“Domestic farm winery” bill passes Arizona legislature

Senate Bill 1276 passed the Arizona state House last week and now awaits Governor Janet Napolitano’s signature. SB 1276 would continue to allow for the direct shipment of orders where “the wine was purchased while the purchaser was physically present at the winery”. The bill would also allow for off-site orders, but with serious restrictions.
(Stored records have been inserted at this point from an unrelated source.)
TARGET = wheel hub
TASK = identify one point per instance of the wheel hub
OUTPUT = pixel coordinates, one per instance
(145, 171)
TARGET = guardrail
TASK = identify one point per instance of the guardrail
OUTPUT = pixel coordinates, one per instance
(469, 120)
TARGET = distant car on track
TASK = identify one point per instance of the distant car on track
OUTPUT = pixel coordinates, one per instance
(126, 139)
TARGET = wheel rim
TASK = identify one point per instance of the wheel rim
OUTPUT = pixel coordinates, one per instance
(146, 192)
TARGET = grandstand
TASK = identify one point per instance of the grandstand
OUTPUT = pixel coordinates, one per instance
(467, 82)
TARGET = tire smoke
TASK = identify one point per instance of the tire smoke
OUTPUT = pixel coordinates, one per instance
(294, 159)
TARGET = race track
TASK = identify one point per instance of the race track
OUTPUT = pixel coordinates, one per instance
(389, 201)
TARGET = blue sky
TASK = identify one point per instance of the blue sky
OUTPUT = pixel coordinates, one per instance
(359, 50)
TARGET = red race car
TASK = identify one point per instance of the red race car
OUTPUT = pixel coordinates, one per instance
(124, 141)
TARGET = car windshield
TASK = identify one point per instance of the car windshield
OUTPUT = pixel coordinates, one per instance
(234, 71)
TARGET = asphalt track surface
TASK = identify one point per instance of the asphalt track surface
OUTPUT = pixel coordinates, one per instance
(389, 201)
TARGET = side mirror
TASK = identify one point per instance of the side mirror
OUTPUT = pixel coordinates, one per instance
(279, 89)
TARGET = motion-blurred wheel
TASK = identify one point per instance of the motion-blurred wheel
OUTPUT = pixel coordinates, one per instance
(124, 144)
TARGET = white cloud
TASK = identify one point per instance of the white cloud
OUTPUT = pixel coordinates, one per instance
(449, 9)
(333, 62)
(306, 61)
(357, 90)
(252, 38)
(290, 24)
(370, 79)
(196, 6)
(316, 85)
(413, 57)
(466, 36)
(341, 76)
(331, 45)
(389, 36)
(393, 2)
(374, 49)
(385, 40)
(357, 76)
Only “limited production wineries” would be allowed to ship off-site orders, where a limited production winery is defined by SB 1276 to mean:

A licensed domestic farm winery that produces not more than twenty thousand gallons of wine in a calendar year may make sales and deliveries of wine that the licensed domestic farm winery produces to consumers off of the licensed premises and that is ordered by telephone, mail, fax or catalogue, through the Internet or by other means.
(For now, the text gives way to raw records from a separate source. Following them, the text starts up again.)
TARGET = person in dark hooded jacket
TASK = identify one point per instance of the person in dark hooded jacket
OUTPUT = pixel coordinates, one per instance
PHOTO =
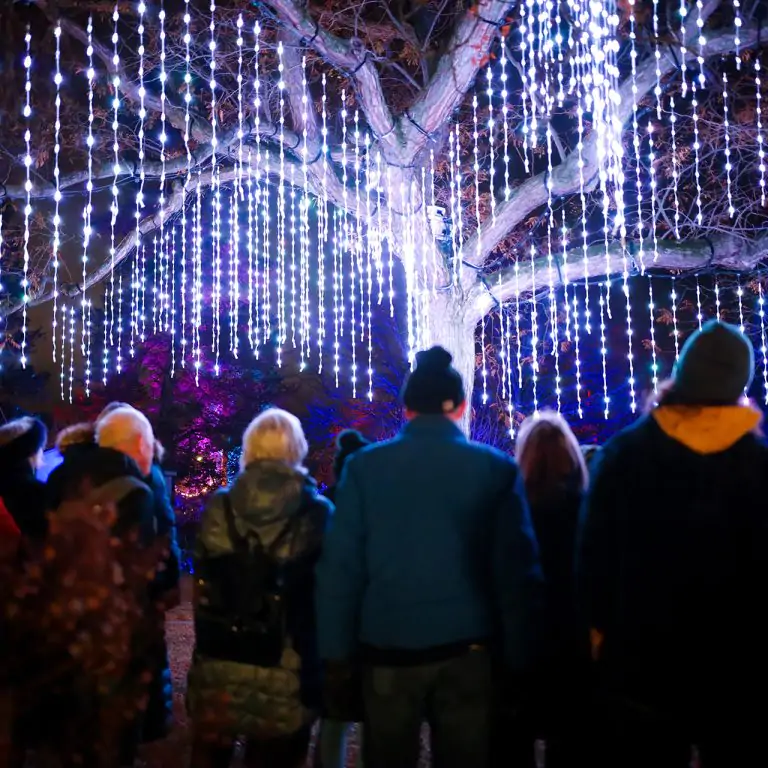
(269, 695)
(79, 450)
(21, 445)
(673, 568)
20,000 gallons equates to roughly 8,400 cases, which means that a significant number of U.S. wineries would be excluded from shipping off-site orders to Arizona.

The good folks at Free the Grapes are encouraging Arizona residents to ask Governor Napolitano to veto this bill. From their action alert:

SB 1276 is not an incremental step in the right direction; it is a big step backwards for Arizona consumers. And if it becomes law, wholesalers who oppose direct shipping will surely promote it as a workable model for other states to adopt. This will threaten years of diligent, successful work by winemakers, legislators and regulators to enact reasonable laws that allow limited, regulated direct shipments.
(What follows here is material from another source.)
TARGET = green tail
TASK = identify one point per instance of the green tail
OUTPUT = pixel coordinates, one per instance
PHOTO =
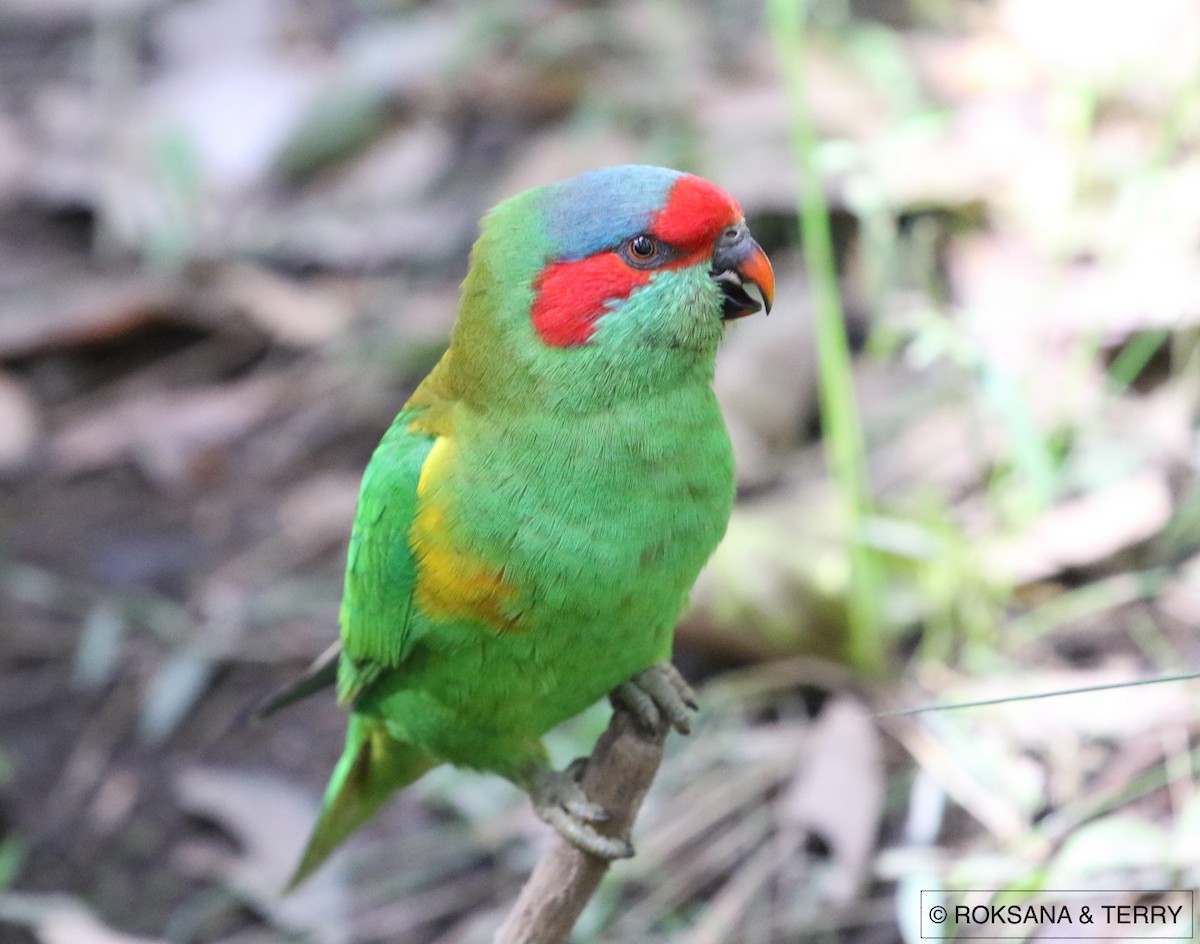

If passed, this bill will almost certainly be challenged in the courts. Just when it seemed like the Granholm dust was beginning to settle, states began introducing these bills with discriminatory capacity caps. New rounds of court cases challenging these caps will mean many more changes to come in the world of wine direct shipping.

5 Comments

  1. YAY!! POWER TO THE PEOPLE!

  2. I happen to think that capacity limits, if they apply both to in state and out of state producers,
    would withstand judicial scrutiny. But it mystified me that everyone was down in Florida
    fighting their 100,000+ case limitation when AZ, with 1/12 this limit, was being ignored.
    And Arizona is a not insignificant market. TOM

  3. The Wine Istitute had a losing formula in Arizona. Their message to the legislators was: pass
    SB1276 and we will sue. Didn’t make too many friends with that one. Even those legislators
    that wanted direct shipping in Arizona wouldn’t do it without some differentiation between big
    and small producers. This opens the Arizona market to about 50% of all the wineries that are
    paying dues to the Wine Institute and about 70% of the wineries in the USA. Not a bad start
    for direct shipping in what has been a “closed” three-tier state. Maybe the glass is half-full!
    RK

  4. I believe SB1276 is a step in the right direction. For those of you that expected Arizona
    to go from one extreme to the other, you’re disappointed, but look at the potential for the small
    wineries throughout the United States. This opens the door and provides opportunities which
    were not previously available.

    Glass half-full is the right mindset to be in!

    Cory

  5. I agree with these comments. Wine glasses are now half full with many more wines
    previously unavailable. Yet I do think that some coalition should have pushed for the
    Connecticut ceiling of 100,000 gallons–such a nice round number. 42,000 cases is far
    more acceptable than 8,400 cases. I disagree with Wine Institutes all or nothing
    approach. Had there been an advocate for a cut-it-down-the-middle alternative,
    a real compromise might have been achieved.